Pour autant qu'elles soient acceptées, les recommandations générales concernant l'entraînement se doivent, en premier lieu, de respecter l'intégrité physique du sportif.
Pour autant 
qu'elles prouvent leur efficacité, les méthodes permettant de diminuer la charge de travail doivent être privilégiées. La compréhension des mécanismes en jeu ne peut se faire qu'à travers la définition de la meilleure dose (stimulus nécessaire et suffisant) en fonction de l'effet recherché. Il convient alors de préconiser la dose minimale correspondant à la réponse recherchée... puisqu'à l'heure actuelle aucune étude n'a prouvé qu'il fallait en passer par de très gros volume d'entraînement pour obtenir des résultats quelle que soit la qualité physique que l'on souhaite développer !

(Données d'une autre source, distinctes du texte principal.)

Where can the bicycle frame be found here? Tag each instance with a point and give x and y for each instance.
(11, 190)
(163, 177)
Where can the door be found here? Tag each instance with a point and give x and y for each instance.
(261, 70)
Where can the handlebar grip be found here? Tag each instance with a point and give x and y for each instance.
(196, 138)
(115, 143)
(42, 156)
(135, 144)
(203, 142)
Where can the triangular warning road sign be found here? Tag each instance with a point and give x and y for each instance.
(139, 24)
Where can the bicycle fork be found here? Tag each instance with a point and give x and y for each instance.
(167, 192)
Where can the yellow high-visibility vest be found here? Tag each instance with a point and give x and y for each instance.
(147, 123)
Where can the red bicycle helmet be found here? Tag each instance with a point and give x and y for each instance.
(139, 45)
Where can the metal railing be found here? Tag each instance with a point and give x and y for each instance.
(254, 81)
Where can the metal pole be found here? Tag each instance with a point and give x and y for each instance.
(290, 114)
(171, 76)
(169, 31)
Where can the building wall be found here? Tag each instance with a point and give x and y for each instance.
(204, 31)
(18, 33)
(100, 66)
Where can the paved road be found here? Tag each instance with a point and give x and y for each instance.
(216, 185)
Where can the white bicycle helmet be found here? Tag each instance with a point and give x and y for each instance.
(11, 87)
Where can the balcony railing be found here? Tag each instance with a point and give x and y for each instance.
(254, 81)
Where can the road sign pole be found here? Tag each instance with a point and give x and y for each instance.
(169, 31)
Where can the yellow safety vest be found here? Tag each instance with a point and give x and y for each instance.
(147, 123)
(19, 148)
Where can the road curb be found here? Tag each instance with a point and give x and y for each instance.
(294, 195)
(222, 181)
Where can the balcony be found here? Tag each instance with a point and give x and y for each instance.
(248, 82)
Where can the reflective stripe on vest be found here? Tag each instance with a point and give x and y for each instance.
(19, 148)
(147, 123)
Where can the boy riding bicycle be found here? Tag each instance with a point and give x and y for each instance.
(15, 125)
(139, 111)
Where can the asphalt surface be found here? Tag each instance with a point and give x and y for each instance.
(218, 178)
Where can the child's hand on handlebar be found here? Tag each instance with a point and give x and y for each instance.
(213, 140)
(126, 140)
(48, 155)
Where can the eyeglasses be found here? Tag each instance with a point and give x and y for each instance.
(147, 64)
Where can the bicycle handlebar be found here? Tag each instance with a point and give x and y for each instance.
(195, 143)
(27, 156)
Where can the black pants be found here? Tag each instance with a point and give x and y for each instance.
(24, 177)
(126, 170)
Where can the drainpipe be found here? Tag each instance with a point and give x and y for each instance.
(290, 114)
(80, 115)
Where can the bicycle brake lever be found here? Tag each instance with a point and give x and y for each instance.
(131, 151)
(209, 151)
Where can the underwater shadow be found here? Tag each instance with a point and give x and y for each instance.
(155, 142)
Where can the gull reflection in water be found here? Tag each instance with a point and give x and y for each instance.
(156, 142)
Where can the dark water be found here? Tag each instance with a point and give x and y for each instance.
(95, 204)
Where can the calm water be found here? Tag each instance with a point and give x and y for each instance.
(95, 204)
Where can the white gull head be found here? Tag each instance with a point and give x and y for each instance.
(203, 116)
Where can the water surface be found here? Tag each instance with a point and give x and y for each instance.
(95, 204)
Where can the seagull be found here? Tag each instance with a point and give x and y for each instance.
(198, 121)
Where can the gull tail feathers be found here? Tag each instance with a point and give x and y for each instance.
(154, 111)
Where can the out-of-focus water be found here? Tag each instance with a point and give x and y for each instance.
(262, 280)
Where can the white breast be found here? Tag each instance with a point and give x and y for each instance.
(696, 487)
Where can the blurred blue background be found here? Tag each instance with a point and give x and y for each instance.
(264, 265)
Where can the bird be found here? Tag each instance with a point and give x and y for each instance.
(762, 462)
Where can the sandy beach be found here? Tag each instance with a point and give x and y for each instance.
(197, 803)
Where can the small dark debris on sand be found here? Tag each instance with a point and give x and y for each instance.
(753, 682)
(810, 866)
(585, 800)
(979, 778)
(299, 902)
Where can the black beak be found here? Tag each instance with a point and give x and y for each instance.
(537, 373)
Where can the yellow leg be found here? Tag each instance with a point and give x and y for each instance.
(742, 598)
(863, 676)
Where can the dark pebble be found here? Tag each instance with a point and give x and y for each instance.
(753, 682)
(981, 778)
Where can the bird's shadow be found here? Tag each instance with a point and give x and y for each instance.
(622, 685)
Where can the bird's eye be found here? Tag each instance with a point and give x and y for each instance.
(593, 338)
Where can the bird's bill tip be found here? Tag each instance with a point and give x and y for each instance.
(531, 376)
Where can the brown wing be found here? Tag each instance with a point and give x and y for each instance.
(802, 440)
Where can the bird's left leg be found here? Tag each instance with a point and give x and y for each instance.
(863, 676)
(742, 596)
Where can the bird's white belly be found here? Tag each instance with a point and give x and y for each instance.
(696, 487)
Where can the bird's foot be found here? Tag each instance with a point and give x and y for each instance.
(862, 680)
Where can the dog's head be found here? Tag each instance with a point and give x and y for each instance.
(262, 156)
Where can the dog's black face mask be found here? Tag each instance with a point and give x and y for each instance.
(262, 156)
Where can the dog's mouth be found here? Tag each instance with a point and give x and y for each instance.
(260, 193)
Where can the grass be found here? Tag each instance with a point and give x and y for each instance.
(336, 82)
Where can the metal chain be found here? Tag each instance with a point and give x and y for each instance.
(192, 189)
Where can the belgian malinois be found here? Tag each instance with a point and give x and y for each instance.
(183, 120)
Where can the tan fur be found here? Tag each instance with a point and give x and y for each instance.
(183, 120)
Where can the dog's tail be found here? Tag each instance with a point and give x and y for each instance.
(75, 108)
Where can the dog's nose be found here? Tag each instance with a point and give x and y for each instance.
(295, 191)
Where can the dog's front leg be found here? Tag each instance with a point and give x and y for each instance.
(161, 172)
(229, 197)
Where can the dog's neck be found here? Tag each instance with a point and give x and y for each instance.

Cette habitude est en fait liée aux idées a priori que l'on se fait sur ce que doit être l'entraînement avant même d'en avoir vérifier l'exactitude. Si l'augmentation du nombre de série d'un exercice donné n'apporte rien de plus significatif au niveau des gains alors il est inutile de le préconiser aux sportifs. C'est pourquoi, aujourd'hui, la philosophie de la série multiple est pour le moins difficile à soutenir.